Sfortunatamente, oltre ad essere più accessibili agli utenti meno esperti, gli exchange godono del vantaggio di attrarre gli investitori in altre criptovalute. «Shitcoin casinos» è il termine con cui i massimalisti bitcoin si riferiscono a entità come FTX. Uno di loro, quando gli ho detto che avrei scritto sul caso di FTX, mi ha risposto: «It’s a short article. Title: “Don’t Shitcoin”. Body: “Read title”». I massimalisti bitcoin hanno assistito impassibili alle ultime sventure nel mondo cripto, per loro totalmente prevedibili e previste. Durante la caduta di Bankman-Fried, su Bitcoin Twitter girava l’hashtag #ThankAMaxi: si ringraziava la persona che era stata determinante per la propria conversione da shitcoiner a bitcoiner. Molti hanno risposto ai lunghi arrampicamenti sugli specchi twittati da Bankman-Fried: «should have listened to us and stayed humble and stacked sats [bitcoin]». Il futuro prossimo delle cripto non sembra roseo, in effetti: CoinDesk, una rivista non certo anti-cripto, ha reso noto che Crypto.com, un altro fra gli exchange più popolari, detiene una grossa fetta delle sue riserve in Shiba Inu, un token-meme meramente speculativo che ha attratto molti investitori «degen» tra il 2020 e il 2021 e ora piuttosto inerte. Come cinque mesi fa, si parla di nuovo di «contagio»: i cripto fedeli si chiedono abbattuti quando questo effetto a catena finirà. Nel frattempo, le perplessità sul funzionamento di Ethereum (che è stato definito «l’archetipo delle shitcoin») dopo il «merge», cioè il passaggio da proof of work a proof of stake, al di là delle narrative ambientaliste, sono aumentate.
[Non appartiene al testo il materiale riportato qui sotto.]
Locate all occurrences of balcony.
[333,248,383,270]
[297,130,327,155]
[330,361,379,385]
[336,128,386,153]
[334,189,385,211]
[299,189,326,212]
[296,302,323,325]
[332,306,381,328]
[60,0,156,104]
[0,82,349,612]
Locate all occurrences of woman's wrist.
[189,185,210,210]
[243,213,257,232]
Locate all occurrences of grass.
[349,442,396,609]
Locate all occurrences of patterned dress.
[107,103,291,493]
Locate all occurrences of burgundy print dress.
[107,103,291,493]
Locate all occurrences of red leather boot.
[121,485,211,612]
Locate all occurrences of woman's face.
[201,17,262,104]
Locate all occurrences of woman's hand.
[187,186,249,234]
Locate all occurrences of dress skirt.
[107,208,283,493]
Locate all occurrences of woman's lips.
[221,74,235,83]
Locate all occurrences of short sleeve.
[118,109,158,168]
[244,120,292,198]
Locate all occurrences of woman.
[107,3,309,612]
La caduta di Ethereum rappresenterebbe, per molti, l’apocalisse definitiva. Gli eventi di FTX dovrebbero far realizzare una volta per tutte che è giunto il momento di risvegliarsi dallo stupore di fronte a ogni nuovo disastro, e di iniziare a ricordare gli avvertimenti più semplici, rimuovere i nostri soldi dagli exchange, sperimentare la responsabilità della custodia personale, studiare Bitcoin.